Volvo Cars invests extensively in analyzing the acoustic performance of every car component, a process that puts high demands on the amount and quality of test data available to engineers. With the current EU pass-by noise regulations being revised and bearing in mind the prospect of emission levels being reduced by at least 3-4 A-weighted decibels, Volvo Cars decided to try the pass-by noise testing module included with LMS Test.Lab in a pilot project to fine-tune its existing testing methods.

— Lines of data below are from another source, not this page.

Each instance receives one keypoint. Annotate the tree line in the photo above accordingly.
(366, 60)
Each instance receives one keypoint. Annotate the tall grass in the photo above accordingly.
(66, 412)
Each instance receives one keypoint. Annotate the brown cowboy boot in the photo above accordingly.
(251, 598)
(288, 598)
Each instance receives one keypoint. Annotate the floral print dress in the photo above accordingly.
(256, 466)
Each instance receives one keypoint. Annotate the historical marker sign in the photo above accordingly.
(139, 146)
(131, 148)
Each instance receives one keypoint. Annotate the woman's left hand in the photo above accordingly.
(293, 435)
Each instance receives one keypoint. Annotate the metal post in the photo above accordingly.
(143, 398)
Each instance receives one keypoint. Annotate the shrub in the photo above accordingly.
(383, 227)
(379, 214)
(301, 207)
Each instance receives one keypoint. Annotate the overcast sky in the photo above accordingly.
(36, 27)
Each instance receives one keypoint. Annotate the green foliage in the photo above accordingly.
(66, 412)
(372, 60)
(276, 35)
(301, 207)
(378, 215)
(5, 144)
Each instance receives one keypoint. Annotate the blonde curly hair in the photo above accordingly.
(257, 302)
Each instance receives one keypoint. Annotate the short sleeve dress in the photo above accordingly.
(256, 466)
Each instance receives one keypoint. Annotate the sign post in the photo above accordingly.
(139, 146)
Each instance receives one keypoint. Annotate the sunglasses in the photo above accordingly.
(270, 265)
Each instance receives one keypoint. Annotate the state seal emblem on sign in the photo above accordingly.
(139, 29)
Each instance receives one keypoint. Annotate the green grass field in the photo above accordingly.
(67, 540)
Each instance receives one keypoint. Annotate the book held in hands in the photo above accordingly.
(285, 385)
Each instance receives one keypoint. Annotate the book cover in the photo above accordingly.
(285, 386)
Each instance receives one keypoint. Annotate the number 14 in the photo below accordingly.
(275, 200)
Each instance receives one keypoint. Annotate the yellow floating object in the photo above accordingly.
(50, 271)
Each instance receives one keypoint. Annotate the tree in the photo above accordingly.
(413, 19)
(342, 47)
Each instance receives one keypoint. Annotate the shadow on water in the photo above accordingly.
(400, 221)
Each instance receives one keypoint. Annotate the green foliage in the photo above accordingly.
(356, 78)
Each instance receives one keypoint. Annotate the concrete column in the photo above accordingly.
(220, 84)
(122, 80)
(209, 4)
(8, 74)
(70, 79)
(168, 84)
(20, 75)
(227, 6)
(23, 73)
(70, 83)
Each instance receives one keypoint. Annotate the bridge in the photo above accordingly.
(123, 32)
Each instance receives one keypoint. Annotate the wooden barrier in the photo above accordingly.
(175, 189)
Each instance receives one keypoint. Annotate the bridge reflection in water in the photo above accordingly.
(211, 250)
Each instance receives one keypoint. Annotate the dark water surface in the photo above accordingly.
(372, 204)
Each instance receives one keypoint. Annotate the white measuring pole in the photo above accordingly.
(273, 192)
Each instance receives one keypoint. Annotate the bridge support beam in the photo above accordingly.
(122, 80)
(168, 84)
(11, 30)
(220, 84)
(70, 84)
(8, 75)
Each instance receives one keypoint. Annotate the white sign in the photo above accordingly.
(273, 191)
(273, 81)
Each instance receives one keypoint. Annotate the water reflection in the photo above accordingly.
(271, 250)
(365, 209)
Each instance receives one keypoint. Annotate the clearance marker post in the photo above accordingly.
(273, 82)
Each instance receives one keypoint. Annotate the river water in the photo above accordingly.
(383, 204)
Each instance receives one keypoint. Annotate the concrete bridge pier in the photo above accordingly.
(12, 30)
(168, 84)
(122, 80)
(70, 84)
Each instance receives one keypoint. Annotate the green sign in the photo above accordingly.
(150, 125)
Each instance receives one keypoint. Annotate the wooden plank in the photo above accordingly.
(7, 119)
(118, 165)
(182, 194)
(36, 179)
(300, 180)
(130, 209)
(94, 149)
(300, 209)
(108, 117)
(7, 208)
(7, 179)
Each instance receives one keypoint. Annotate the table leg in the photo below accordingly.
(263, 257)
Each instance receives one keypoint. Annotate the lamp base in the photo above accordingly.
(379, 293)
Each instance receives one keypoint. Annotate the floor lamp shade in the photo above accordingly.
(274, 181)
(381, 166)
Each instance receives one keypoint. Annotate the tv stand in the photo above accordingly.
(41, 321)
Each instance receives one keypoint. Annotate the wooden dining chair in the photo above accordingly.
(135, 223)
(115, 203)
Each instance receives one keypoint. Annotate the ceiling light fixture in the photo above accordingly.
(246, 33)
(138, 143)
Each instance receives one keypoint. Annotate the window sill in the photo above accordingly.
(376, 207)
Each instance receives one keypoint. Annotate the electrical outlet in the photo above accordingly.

A major change in the new approach is the testing location. Although the ISO 362 standard still requires testing on an outdoor test track, new standards are under discussion that would allow certification testing to be performed indoors in a chassis dynamometer (dyno) facility. The advantage of indoor tests is that they are not dependent on weather conditions so productivity can increase and time to market can be reduced.
Separating out the noise
The number of microphones used is impressive: 20 array microphones are installed on each side of the car, while 35 separate microphones (covering seven sources) record powertrain noise levels. The exhaust is represented by three sources, which are registered by 13 microphones, and eight more microphones cover the right-hand side tires. In total, 75 microphones, two speed channels (vehicle and engine), one kick-down channel (triggering the start of tests) and one engine reference accelerometer all feed into the testing system.
The overall pass-by noise level produced by a car is the sum of the noise contribution from different sound sources, mainly the powertrain and tires. As indoor measurements are usually performed with slick tires, indoor pass-by levels mainly consist of powertrain noise. Volvo Cars measures tire noise on an outdoor track by equipping a vehicle with regular tires and having it coast with its engine shut off. This coast-down measurement is then repeated indoors with slicks to improve the overall tire model. The indoor noise testing allows researchers to separate powertrain and tire noise and conduct an in-depth analysis so they can rank individual components.
For Volvo Cars, initial conclusions from this new measurement method have produced interesting insights into the noise contribution of separate components under various testing conditions. The imminent introduction of constant speed testing, as prescribed in ISO 362:2007, makes these findings particularly relevant.
Tests were conducted using a 2.5-liter, five-cylinder diesel engine with both slick tires and regular tires. Using slick tires, the dominant sources in order of importance were the front tires, powertrain, rear tires, tailpipe and muffler.
In higher gears and at a constant speed, the rear tires proved more important than the powertrain. The tailpipe contribution remained below that of the powertrain in all tests.
As a test case, the contribution from all six powertrain sources was reduced by 6dB(A) between 300 and 3,000Hz. Source editing revealed that this led to an overall noise reduction of only about 1.25dB(A). The experiment illustrates the difficulty in achieving even the slightest change in the overall pass-by noise level.
LMS Test.Lab in-room pass-by noise testing gives immediate feedback on the magnitude of modifications when adjusting individual component designs.